Surfactant aggregates (called micelles) to remove oils and dirt
Nanotube based transparent conductive film for use in applications such as LCD displays and e-paper
Dirt rinses off in rain, similar to property of the lotus leaf, also known as “lotus effect”. Fabrics enhanced with nanoparticles shows such effect.
Bottles, cartons and films containing clay nanocomposite that act as a barrier to the passage of gasses or odors.
Gold nanoparticles for targeted delivery of drugs to tumors.
Nanocomposite barrier film Prevents air loss from tennis balls.

Nanotechnology offers opportunities in creating new features and functions. It is already providing the solutions to many long-standing medical, social and environmental problems. Because of its potential, nanotechnology is of global interest. It is attracting more public funding than any other area of technology, estimated at 1 Trillion USD by 2015. It is also the one area of research that is truly multidisciplinary.
The contribution of nanotechnology to new products and processes cannot be made in isolation and requires a team effort. This may include life scientists – biologists and biochemists - working with physicists, chemists and information technology experts. Consider the development of a new cochlear implant and what that might require - at least a physiologist, an electronic engineer, a mechanical engineer and a biomaterials expert. This kind of teamwork is essential, not only for a cochlear implant, but for any new nano-based product whether it is a scratch-resistant lens or a new soap powder.
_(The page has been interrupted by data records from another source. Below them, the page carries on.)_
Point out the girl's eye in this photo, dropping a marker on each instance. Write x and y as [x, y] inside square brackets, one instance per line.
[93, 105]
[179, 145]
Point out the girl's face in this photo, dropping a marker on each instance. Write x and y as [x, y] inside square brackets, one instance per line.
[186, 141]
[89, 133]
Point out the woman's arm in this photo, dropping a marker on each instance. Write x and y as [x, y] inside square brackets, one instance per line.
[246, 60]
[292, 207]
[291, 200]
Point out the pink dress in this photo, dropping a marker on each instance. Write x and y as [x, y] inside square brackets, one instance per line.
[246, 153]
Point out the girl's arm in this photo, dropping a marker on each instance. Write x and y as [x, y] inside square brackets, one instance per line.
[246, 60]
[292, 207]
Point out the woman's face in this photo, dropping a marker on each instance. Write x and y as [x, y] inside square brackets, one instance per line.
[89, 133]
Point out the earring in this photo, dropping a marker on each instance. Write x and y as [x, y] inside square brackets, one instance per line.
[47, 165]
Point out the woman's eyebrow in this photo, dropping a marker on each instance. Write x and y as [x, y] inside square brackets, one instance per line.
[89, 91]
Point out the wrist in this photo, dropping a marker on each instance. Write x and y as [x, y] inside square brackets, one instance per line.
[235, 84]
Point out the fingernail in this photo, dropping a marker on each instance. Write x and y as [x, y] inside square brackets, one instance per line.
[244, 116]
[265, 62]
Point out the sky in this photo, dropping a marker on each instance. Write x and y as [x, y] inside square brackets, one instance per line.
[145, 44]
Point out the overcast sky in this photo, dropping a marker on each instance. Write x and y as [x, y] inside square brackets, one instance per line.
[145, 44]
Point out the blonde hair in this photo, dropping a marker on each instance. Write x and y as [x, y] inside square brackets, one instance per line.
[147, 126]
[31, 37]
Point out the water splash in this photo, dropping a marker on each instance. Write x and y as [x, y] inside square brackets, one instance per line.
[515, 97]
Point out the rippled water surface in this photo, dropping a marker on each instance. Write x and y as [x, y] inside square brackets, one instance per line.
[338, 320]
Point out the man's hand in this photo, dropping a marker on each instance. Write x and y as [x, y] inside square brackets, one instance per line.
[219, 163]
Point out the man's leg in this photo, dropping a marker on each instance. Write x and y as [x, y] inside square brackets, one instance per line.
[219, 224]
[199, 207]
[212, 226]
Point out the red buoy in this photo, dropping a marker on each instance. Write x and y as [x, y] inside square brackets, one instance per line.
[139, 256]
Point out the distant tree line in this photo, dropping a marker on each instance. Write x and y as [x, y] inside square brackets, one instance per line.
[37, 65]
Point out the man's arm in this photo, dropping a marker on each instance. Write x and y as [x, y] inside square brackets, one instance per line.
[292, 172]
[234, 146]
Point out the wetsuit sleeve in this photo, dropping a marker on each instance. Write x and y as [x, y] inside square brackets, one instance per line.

Who can do research in nanoscience and nanotechnology and become an expert?
In India, nanotechnology can be used to address important problems and issues related to health, water, energy and environment. Low-cost sensors can be developed for the early detection, diagnosis of diseases. Drug delivery to carry out site-specific treatment of different ailments can be carried out using nanoparticle-drug composites. Purification of water can be carried out using nanocomposite filter materials. Nanostructured solar cell and fuel cells can be used for efficient and low cost energy conversion.
“Nano" is used to qualify the science or technology, meaning "on the length scale which in S.I. units is closest to 1 nanometre (10-9 m) ". It includes entities that have at least one dimension in this size range and larger entities exhibiting features in this length scale, or those that can only be understood by reference to phenomena occurring on this length scale. Thus, Nanoscience & Nanotechnology embraces Chemistry, Physics, and Biochemistry (or Molecular Biology) and medicine, as well as the overlapping fields of Materials Science and Electronic Engineering, amongst others. As a field of study, nanoscience is truly interdisciplinary.
Research in nano science and nanotechnology does not require any basic degree (B.Tech or M.Sc) in Nanoscience or Nanotechnology.
You can do research in Nanoscience & Nanotechnology with any of the following degrees:

Master’s in Physics, Chemistry, Biochemistry, Agricultural Science, Material Science, Pharmaceutical Science and animal sciences.
B.Tech in Electrical Engineering, Mechanical Engineering, Civil Engineering, Biomedical, Chemical Technology, Chemical Engineering,
MBBS, BVSC, MVSc etc
You may have additional degree the M.Tech. in optoelectronics, Nanotechnology, but they are not essential.

Is there anything related to Nanoscience in the “Nano” Car?

No, the name nano is symbolic of small size of car, but there is no nanoscience or nanotechnology other than may be in the paints or coatings or mirrors/glass which is used in several other cars.